Was macht Grindelwald zu einem überzeugenden Bösewicht?

Für das Harry-Potter-Fandom ist Gellert Grindelwald nach dem Dunklen Lord selbst als zweitgrößter bekannt. Obwohl ich es ziemlich seltsam finde, warum das so ist. Grindelwald löste einen Weltkrieg aus und regierte fast zwei Jahrzehnte lang. vor seiner Niederlage durch Albus Dumbledore. Soweit wir wissen, hat sich die Reichweite von Voldemort nie wirklich über Europa hinaus ausgedehnt. höchstwahrscheinlich, weil er zu besessen von der Prophezeiung war, um sich auszudehnen.
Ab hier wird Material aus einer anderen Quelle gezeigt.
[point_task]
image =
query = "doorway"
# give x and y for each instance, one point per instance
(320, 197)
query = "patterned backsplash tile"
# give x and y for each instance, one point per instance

Und obwohl es in der Tat wahr ist, dass Voldemort sich mehr als jeder andere mit Dark Arts beschäftigt hat, war Grindelwalds Regierungszeit wohl schlimmer. Tom Riddle war charismatisch wie in seiner Jugend und korrumpierte sich langsam, als er seine Seele in sieben Teile aufteilte. Als er eine Hülle seines früheren Ichs wurde, entfernte sich Voldemort so weit wie möglich von der Menschheit.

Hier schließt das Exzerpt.